Curieuse idée de déléguer aux salarié·es âgé·es le soin d’émanciper les autres. Sans compter qu’il n’est pas certain que les retraité·es aspirent massivement à revenir ou à rester dans les usines, les entrepôts, les bureaux ou sur les chantiers pour y mener un travail qui, fût-il « communiste », demeurera empreint de pénibilité et d’obligations. Car le travail, s’il n'est pas que pénible, l’est aussi… Les sciences du travail - l’ergonomie, l’ergologie ou la psychodynamique du travail - ont montré sa nature ambivalente. Il peut être une source de plaisir et de liberté, quand l’organisation permet au travail vivant de s’affirmer et à la coopération de s'épanouir. Mais du fait de la résistance du réel, le travail est d’abord un effort, voire une souffrance. Il reste marqué par l'empreinte de la nécessité.
Aujourd’hui la plupart des spécialistes du travail - ergonomes, psychologues ou médecins du travail - et nombre de syndicalistes, conscients des impasses du management par le chiffre, proposent ou expérimentent d’ouvrir des espaces de discussion sur le travail afin de faire émerger les attentes et les propositions des salarié·es pour favoriser le déploiement de l’intelligence individuelle et collective du travail vivant. Certains espèrent voir s’affirmer ainsi un « dialogue professionnel » policé, qui compléterait le « dialogue social » entre partenaires respectueux de l’ordre productif capitaliste. L’enjeu est au contraire de donner à cette proposition un caractère subversif de contestation du monopole capitaliste sur l’organisation du travail, en construisant des contre-pouvoirs enracinés dans les collectifs de travail au plus près du travail réel. Bernard Friot a raison de dire qu’à la différence de la lutte pour un meilleur partage de la valeur, celle pour la reconquête du pouvoir sur le travail concret est une lutte de classe antagonique qui met en question le capitalisme. Reste au mouvement social à élaborer une stratégie crédible pour s’y engager.
[1] Friot préfère d’ailleurs parler de « trouble dans le travail » pour éviter la « médicalisation naturalisatrice d’une violence capitaliste qui elle, reste masquée » (p. 82).
[2] Voir l’ouvrage que j’ai coécrit avec Coralie Perez, Redonner du sens au travail, une aspiration révolutionnaire, Le Seuil, 2022.

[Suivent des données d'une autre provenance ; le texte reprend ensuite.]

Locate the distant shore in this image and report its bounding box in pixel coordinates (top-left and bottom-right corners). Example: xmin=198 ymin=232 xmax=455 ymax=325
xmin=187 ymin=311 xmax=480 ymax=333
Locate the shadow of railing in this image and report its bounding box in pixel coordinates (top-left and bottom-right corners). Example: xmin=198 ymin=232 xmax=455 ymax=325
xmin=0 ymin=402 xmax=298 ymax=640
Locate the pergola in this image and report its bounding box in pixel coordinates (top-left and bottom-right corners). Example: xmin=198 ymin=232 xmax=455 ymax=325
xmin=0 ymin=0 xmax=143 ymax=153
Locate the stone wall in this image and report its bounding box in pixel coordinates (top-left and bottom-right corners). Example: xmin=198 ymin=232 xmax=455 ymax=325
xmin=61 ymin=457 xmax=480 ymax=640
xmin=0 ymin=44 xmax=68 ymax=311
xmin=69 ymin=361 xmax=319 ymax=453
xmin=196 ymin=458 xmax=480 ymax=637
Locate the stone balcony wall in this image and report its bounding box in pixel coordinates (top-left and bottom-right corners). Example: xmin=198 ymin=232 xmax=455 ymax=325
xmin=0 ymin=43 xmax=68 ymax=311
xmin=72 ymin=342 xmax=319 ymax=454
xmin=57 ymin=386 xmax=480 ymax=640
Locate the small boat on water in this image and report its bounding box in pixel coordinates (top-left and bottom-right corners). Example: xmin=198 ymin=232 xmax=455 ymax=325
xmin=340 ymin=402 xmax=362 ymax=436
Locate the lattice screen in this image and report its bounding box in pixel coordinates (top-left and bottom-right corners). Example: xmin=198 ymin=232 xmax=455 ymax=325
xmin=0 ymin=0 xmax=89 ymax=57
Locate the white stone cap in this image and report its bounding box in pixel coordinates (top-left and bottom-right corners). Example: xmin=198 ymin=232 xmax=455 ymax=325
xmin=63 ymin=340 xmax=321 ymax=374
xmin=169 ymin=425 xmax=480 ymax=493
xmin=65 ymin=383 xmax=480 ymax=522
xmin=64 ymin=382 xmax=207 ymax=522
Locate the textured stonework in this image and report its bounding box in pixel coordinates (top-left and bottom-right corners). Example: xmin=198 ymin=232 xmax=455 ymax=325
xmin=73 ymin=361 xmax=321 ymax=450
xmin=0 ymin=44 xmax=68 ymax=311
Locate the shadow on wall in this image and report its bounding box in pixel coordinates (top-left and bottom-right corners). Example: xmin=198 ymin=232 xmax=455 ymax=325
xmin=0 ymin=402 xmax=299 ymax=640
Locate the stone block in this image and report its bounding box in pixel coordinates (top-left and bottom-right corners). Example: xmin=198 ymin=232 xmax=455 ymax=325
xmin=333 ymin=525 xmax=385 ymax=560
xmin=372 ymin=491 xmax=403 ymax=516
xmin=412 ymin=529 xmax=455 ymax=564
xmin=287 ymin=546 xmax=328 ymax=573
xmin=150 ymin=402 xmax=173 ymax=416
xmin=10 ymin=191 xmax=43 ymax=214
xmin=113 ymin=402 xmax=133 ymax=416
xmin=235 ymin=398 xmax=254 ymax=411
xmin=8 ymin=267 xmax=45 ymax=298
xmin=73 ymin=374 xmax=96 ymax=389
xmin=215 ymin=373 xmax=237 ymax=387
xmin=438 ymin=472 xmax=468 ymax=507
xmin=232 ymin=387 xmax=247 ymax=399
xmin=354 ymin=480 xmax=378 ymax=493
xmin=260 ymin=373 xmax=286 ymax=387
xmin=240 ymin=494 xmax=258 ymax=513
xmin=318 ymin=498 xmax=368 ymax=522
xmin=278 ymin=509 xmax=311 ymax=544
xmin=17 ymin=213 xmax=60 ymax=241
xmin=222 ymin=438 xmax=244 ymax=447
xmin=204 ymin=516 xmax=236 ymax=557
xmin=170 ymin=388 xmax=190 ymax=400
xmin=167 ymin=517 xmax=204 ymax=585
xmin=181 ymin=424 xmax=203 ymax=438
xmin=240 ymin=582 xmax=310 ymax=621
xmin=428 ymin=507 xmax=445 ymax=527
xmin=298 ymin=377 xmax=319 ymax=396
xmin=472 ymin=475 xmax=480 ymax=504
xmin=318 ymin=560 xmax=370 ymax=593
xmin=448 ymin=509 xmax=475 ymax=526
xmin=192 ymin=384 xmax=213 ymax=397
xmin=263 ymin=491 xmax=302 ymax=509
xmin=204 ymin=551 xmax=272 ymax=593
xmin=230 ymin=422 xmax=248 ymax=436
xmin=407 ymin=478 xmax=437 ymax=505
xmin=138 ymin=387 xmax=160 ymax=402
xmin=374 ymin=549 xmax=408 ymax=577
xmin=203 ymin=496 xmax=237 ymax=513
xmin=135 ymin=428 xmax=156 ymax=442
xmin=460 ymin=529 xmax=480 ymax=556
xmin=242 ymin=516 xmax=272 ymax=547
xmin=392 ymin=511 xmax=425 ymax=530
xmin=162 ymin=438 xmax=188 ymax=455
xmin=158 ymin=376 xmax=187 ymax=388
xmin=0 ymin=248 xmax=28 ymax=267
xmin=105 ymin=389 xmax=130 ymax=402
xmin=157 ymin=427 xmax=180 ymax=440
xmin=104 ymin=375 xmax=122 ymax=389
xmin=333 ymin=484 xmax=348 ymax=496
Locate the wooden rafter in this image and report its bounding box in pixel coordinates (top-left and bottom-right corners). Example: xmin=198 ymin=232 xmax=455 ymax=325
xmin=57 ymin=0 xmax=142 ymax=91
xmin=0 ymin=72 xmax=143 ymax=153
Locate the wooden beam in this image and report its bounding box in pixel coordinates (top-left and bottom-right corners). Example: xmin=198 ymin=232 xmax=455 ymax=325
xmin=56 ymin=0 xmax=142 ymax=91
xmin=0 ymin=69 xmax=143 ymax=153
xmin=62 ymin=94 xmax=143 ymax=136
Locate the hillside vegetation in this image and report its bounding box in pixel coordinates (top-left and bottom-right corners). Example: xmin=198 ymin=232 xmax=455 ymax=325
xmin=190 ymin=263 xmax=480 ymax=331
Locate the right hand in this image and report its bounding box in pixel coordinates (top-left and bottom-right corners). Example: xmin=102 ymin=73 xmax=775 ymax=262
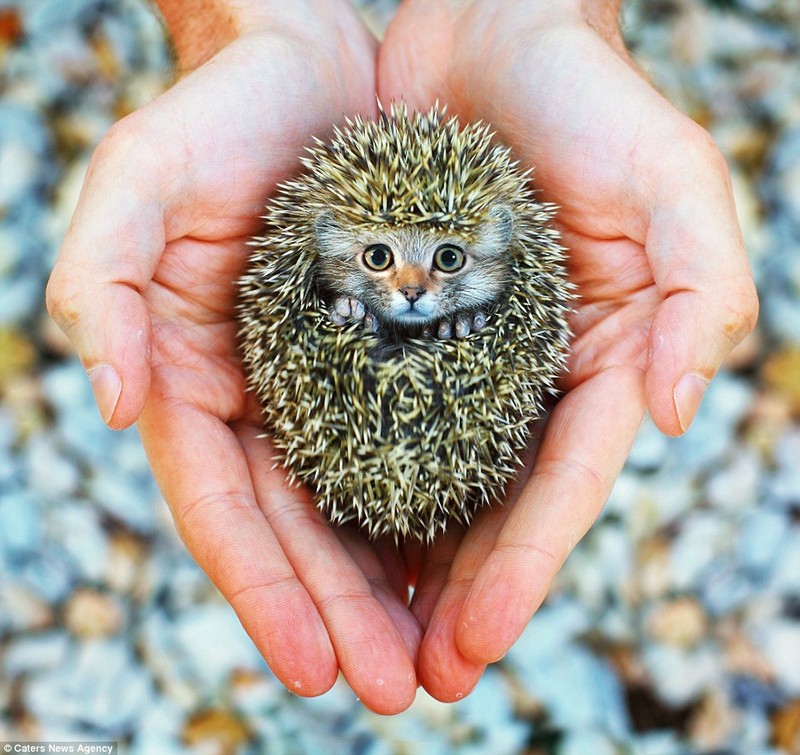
xmin=47 ymin=0 xmax=420 ymax=713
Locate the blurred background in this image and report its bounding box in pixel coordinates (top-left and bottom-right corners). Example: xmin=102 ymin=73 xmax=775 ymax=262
xmin=0 ymin=0 xmax=800 ymax=755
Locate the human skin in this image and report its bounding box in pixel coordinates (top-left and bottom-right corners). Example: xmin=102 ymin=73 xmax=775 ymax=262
xmin=48 ymin=0 xmax=756 ymax=713
xmin=378 ymin=0 xmax=758 ymax=700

[3] On peut s’interroger sur la tentative de réhabilitation du mot de « communisme » en tentant de le débarrasser de ses connotations historiques autoritaires et productivistes. Il faut néanmoins reconnaitre qu’aucun des autres termes (écosocialisme, convivialisme, délibéralisme, communalisme…) visant à désigner un projet global d’émancipation ne s’est imposé à ce stade.
[4] Peut-être faut-il y voir une conséquence de la thèse qu’il défend avec opiniâtreté depuis bien longtemps, concernant le caractère économiquement productif du travail des retraités, quelles que soient leurs activités concrètes. Jean-Marie Harribey a maintes fois rappelé que n’est doté d’une valeur économique que le travail soumis à une procédure de validation sociale (par le marché ou la décision politique), et que le caractère véritablement libre de l’activité des retraités l’excluait de ce champ économique. Un retraité qui cultive son jardin ou qui travaille comme bénévole dans une association produit indiscutablement de la richesse mais pas de la valeur économique, fût-elle communiste.